State lawmakers are considering altering workers’ compensation guidelines adopted last year that injured workers complain have resulted in reduced or denied medical treatment.
The debate centers on medical treatment guidelines for injured workers that the Workers’ Compensation Board adopted on Dec. 1, 2010.
Advocates for injured workers claim those guidelines should not apply retroactively to workers whose cases predate last Dec. 1, sometimes by years. They say the guidelines are interfering with care and causing confusion among health care providers.
But supporters of the guidelines say there ought to be a uniform standard of medical care for all cases in the system. And they say the guidelines help medical professionals identify whether the care patients receive is of good quality and is actually helping them restore function.

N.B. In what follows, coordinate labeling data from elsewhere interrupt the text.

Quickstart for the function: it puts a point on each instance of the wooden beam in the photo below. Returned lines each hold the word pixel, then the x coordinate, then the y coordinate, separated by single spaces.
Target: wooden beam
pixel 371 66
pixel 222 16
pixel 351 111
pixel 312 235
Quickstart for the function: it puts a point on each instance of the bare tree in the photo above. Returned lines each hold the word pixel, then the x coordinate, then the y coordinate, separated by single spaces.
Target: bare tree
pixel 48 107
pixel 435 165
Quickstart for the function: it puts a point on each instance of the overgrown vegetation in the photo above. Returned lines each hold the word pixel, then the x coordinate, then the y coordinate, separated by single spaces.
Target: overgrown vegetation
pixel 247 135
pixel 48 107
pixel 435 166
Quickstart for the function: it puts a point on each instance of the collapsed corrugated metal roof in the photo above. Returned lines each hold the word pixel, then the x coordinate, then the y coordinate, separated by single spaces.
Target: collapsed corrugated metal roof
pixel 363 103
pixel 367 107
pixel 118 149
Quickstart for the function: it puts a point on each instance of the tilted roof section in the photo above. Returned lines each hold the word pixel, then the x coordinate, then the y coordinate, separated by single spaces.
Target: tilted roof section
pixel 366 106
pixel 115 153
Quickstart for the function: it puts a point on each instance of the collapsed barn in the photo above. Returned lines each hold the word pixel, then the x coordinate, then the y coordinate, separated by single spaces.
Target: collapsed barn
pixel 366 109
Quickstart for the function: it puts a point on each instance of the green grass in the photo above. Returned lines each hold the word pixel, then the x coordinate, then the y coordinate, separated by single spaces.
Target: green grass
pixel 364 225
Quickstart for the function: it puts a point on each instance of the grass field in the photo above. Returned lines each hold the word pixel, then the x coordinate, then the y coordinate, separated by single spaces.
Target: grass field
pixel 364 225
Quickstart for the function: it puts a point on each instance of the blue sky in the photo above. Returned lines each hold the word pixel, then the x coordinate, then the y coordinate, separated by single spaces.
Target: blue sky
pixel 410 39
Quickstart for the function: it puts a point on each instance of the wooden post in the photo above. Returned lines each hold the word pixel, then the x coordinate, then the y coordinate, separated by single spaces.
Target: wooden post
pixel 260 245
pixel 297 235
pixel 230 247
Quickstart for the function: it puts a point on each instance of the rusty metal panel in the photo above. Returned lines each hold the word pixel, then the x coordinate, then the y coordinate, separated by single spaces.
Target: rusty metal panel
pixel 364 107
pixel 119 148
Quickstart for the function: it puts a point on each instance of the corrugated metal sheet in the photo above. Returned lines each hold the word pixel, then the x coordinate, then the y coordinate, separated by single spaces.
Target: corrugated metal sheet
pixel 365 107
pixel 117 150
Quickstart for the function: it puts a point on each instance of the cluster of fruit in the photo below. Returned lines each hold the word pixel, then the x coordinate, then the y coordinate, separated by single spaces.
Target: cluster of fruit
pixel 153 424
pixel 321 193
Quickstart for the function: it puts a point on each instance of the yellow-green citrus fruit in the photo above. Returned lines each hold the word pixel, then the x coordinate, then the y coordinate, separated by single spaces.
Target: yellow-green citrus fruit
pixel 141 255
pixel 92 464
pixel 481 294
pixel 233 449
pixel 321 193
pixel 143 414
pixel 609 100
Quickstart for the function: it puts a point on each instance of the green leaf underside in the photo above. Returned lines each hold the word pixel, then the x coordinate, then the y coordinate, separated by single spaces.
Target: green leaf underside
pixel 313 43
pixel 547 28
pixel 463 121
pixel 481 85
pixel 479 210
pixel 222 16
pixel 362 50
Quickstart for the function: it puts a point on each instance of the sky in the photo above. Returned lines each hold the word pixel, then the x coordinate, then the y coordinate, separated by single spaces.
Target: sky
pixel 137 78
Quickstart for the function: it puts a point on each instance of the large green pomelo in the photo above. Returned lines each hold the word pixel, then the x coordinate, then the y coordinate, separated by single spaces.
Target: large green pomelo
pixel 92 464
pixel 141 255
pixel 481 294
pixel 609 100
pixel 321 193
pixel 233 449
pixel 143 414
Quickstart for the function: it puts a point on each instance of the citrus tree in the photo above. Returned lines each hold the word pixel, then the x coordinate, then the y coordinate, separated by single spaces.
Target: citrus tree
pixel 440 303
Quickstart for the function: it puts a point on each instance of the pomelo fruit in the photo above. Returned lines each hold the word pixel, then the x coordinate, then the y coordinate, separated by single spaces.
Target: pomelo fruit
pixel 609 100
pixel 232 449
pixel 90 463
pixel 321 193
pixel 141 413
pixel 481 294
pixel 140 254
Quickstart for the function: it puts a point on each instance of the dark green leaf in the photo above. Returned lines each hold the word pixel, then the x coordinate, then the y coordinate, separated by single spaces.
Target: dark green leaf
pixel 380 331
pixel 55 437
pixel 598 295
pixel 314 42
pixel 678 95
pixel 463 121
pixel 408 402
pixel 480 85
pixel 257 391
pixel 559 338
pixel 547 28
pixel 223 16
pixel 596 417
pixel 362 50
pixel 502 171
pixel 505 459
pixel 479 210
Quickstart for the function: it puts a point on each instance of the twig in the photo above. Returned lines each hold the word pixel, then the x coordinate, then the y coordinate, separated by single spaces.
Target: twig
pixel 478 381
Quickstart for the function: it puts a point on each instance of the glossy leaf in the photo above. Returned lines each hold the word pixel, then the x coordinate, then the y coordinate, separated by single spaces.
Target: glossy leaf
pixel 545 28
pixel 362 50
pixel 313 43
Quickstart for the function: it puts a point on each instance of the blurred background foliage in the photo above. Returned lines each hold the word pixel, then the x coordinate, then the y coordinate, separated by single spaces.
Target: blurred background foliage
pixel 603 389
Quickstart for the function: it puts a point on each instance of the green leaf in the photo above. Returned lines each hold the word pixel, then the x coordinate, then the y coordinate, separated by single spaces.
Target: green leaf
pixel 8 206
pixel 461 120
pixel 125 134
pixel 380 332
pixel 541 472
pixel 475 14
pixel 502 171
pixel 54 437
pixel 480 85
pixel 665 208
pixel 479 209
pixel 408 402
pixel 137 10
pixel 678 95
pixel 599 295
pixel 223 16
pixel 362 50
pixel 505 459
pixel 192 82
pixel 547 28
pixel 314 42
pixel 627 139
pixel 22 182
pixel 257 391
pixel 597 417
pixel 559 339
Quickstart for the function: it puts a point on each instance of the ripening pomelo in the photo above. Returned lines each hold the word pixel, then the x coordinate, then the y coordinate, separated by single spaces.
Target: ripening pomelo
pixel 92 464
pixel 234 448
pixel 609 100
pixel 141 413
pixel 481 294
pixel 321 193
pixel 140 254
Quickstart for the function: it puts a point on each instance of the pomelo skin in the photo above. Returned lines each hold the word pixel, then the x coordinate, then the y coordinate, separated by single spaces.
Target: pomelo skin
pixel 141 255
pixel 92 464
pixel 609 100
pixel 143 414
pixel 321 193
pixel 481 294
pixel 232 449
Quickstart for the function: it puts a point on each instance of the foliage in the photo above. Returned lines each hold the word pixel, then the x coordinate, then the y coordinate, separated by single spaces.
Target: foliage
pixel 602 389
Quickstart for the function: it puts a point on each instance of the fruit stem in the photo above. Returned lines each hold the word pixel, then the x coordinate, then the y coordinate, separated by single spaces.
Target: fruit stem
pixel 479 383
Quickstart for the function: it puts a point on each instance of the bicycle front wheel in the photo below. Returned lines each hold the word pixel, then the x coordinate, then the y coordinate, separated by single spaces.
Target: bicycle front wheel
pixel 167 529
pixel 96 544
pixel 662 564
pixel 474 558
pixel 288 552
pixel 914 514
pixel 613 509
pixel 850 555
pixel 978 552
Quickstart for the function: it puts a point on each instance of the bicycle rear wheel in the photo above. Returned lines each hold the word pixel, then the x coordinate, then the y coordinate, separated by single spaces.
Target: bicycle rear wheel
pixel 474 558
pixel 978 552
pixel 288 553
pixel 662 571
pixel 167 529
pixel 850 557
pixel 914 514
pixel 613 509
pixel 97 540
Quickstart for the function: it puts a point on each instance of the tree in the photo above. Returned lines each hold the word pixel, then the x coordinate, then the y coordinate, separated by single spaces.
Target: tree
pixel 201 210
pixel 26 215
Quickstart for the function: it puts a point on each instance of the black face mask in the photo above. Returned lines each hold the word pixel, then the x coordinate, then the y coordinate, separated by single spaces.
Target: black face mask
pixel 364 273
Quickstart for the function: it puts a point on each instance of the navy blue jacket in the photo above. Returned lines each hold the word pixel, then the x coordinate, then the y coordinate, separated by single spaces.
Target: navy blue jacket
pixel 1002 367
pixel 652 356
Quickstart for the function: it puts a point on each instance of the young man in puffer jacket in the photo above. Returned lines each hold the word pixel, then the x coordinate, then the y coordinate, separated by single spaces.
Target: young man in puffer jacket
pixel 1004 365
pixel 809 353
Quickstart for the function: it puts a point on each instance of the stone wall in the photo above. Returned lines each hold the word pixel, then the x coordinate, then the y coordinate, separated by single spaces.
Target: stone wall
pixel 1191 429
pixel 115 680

Legislation proposed in the State Senate and Assembly would tweak the guidelines so that they apply only to cases from Dec. 1, 2010 onward. State Sen. George Maziarz, R-Newfane, sponsored the Senate legislation. The Assembly version, sponsored by Assemblyman Keith Wright, D-Harlem, passed the Assembly on Monday.
Groups such as the New York Workers’ Compensation Alliance have opposed the medical treatment guidelines. “Carriers have denied treatment and medication in numerous cases, which has resulted in a flood of variance requests,” said Robert Grey, the Alliance’s chairman, in a letter to the Workers’ Compensation board’s chairman.
The Alliance argues that the guidelines are illegal, contending they violate sections of the workers’ compensation law.
Maziarz’s office received complaints from some constituents who had been receiving chiropractic care for workers’ compensation-related issues, but were impacted by the changes implemented last December, said Adam Tabelski, a spokesman for Maziarz.
The Business Council of New York State is among the opponents of the legislation. The group argues the Workers’ Compensation board’s guidelines should apply to every case, and that their adoption was a significant part of workers’ compensation reform in 2007.
“The legislation seeks to set two different standards of care for injured workers,” said Margaret Moree, director of federal affairs for the Business Council.
Moree said the guidelines do not preclude a medical professional from seeking to extend treatment for a patient if that treatment is showing progress. And she said costs are not the only issue.
“This was as much about ensuring people were getting quality care consistent with medical evidence,” she said.
The fate of the legislation was uncertain on Tuesday, as the State Legislature’s session was winding down. While the bill passed the Assembly, it was unclear if it would reach the Senate floor for a vote.